Tous les patients atteints de myopathies non étiquetées seront-ils éligibles ?
Au préalable, tous les dossiers seront, et c’est une demande qui émane du ministère, obligatoirement sélectionnés au cours de Réunions de Concertation Pluridisciplinaires (RCP), d’abord au niveau régional puis, d’après ce qui se dessine pour l’instant, une RCP nationale adulte et une RCP nationale enfants. Ces RCP successives nous permettront de valider les dossiers des familles pouvant aller sur la plateforme. Il faut en particulier avoir suffisamment de prélèvements familiaux (patient et ses parents et/ou la fratrie) et vérifier que tout ce qu’il était possible de faire en amont a bien été fait. L’idée est que le STHD soit proposé en soin courant pour ces familles.

Combien de dossiers avez-vous prévu de traiter chaque année ?
Nous prévoyons de traiter 50 dossiers en tout  la première année en RCP nationale. Le montage des dossiers est assez lourd : sur le logiciel dédié qui permettra de remplir toutes les données des patients, il faut coder chaque symptôme en HPO (Human Phenotype Ontology), entrer les données génétiques déjà recueillies telles que les panels, les données biomédicales, les ADN disponibles, il faut aussi re-convoquer les patients et tous les membres de la famille intégrés dans l’analyse, leur faire signer de nouveaux consentements spécifiques et faire de nouveaux prélèvements.

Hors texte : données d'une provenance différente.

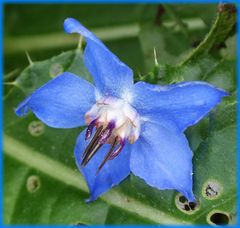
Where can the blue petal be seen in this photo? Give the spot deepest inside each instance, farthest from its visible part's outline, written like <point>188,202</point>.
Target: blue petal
<point>111,76</point>
<point>185,103</point>
<point>162,157</point>
<point>112,173</point>
<point>60,103</point>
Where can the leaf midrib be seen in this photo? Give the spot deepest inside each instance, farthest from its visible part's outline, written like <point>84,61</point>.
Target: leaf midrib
<point>60,172</point>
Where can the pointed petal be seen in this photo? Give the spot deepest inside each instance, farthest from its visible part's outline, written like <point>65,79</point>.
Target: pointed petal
<point>185,103</point>
<point>60,103</point>
<point>111,76</point>
<point>112,173</point>
<point>162,157</point>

Quand allez-vous démarrer ?
Il nous faut encore obtenir les code pour entrer sur la plateforme. En outre, une formation de deux jours est prévue prochainement pour les généticiens et les biologistes, organisée par nos collègues du projet « Maladies mitochondriales d’une gravité particulière » qui ont déjà fait ce travail, pour les former à ce type d’analyse, éviter les écueils qu’ils ont rencontrés et voir avec eux quel est le meilleur moyen de rendre les résultats. En effet de nombreuses questions se posent : que mettre dans le compte-rendu ? Comment rendre les résultats ? Que conserver comme données et si oui lesquelles, comment ? Que faire des incidentalomes (gène pathogène non recherché découvert lors de l’analyse) ? Comment réaliser des tests fonctionnels ? Une formation sur la plateforme sera aussi prévue à destination des cliniciens. Enfin, quelques détails du projet sont encore en discussion et les liste des cliniciens pour les RCP est en cours de recrutement, mais nous pensons démarrer l’examen des premiers dossiers vers mars-avril 2020.

 

* Tanya Stojkovic, neurologue dans le service de Neuro-Myologie de l’Institut de Myologie, Hôpital La Pitié-Salpêtrière
** France Leturcq, biologiste moléculaire dans le service de Génétique et Biologie Moléculaires à l’Hôpital Cochin

 

(1) Exome : séquençage de l’ensemble des exons.
(2) Génome : séquençage du génome complet, exons et introns (whole genome sequencing)
(3) Les panels thématiques sont constitués par une série de gènes à tester qui sont connus et associés à une myopathie. Les 13 panels dédiés aux myopathies ont été définis par la filière FILNEMUS.